Plaintiffs are also required to prove the traditional common law elements of negligence: duty, breach, foreseeability, and causation. Robert v. Consolidated Rail Corp., 832 F.2d 3, 6 (1st Cir.1987).
The essential element of reasonable foreseeability in FELA actions requires proof of actual or constructive notice to the employer of the defective condition that caused the injury. See Gallick v. Baltimore & O.R.R., 372 U.S. 108, 83 S. Ct. 659, 9 L. Ed. 2d 618 (1963). See also Gallose v. Long Island R.R., 878 F.2d 80, 85 (2d Cir.1989) ("The catalyst which ignites [the duty to provide a safe workplace] is knowledge, either actual or constructive.").
In this case, the LIRR was negligent due to its failure to provide plaintiffs with a reasonably safe place to work.
The LIRR breached its duty to maintain and inspect work sites so that these areas might be reasonably safe for employees assigned to work there. In the instant case, the railroad knew or should have known by the summer of 1987 of the tick infestations and of the risk of infection by what are commonly called deer ticks which transmit Lyme Disease.
The railroad had a duty to its employees to provide a safe place to work; it breached that duty by failing to provide a safe workplace; and it was foreseeable that the employees would be bitten by ticks and thereafter infected with Lyme Disease.
Plaintiffs established causation by a preponderance of the evidence, although not to a certainty. All four plaintiffs were assigned to work in tick infested areas, for the most part on eastern Long Island, and within weeks or months of working there, manifested symptoms of Lyme Disease. All were subsequently diagnosed as having Lyme Disease. The Lyme Disease contracted by all four plaintiffs was caused by their working in unsafe areas where they were doing their jobs, as they were required to do, in connection with their employment by defendant LIRR.

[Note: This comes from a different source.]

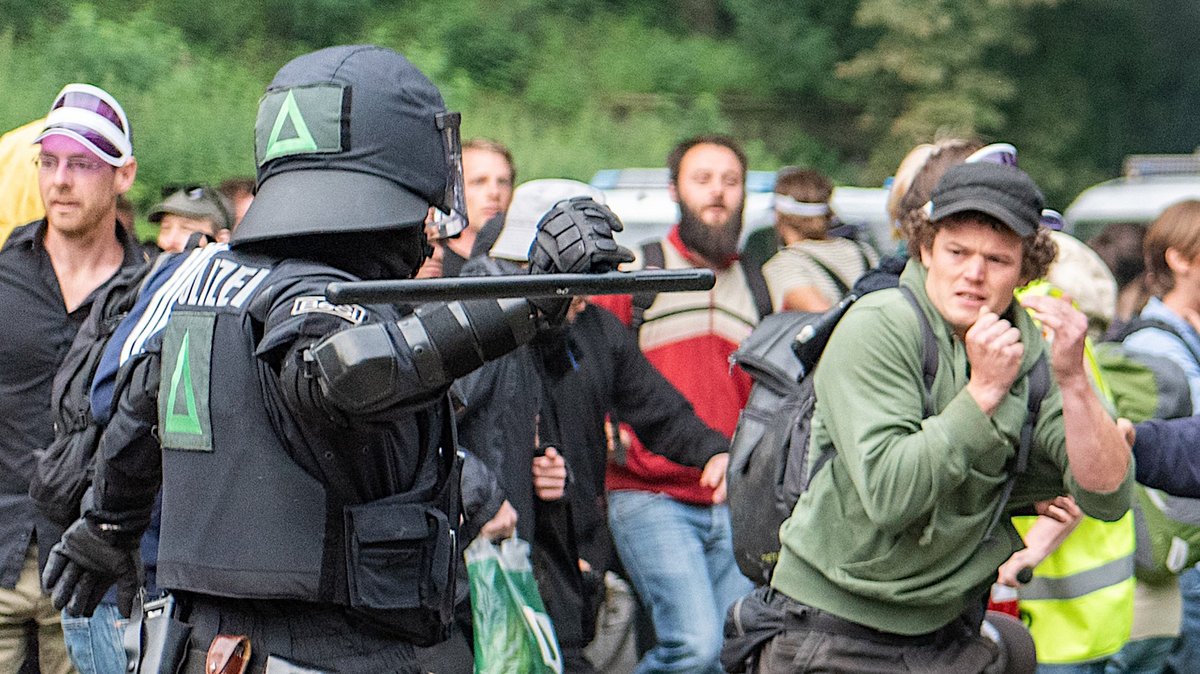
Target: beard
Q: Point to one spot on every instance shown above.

None of the plaintiffs claims an out-of-pocket loss, except for Buchbinder who sustained an out-of-pocket loss in the amount of $5,000. Each plaintiff has a claim for past and future pain and suffering, with the exception of Cortelyou, who appears to have recovered and whose claim is limited to past pain and suffering.
The Court makes the following awards to plaintiffs Grano, Buchbinder and Raccioppi for their past and future pain and suffering which was proximately caused by their having contracted Lyme Disease: Louis J. Grano, $225,000; Herbert Buchbinder, $140,000, plus $5,000 to compensate Buchbinder for his out-of-pocket expense; and Sam Raccioppi, $160,000. In addition, the Court awards Pieter V. Cortelyou $35,000 for past pain and suffering.
On April 5, 1993, the Clerk entered judgment in favor of plaintiff Louis J. Grano in the amount of $225,000; in favor of plaintiff Herbert Buchbinder in the aggregate amount of $145,000, which includes Buchbinder's out-of-pocket loss of $5,000; in favor of *619 the plaintiff Sam Raccioppi in the amount of $160,000; and in favor of plaintiff Pieter V. Cortelyou in the amount of $35,000, together with their costs in the action.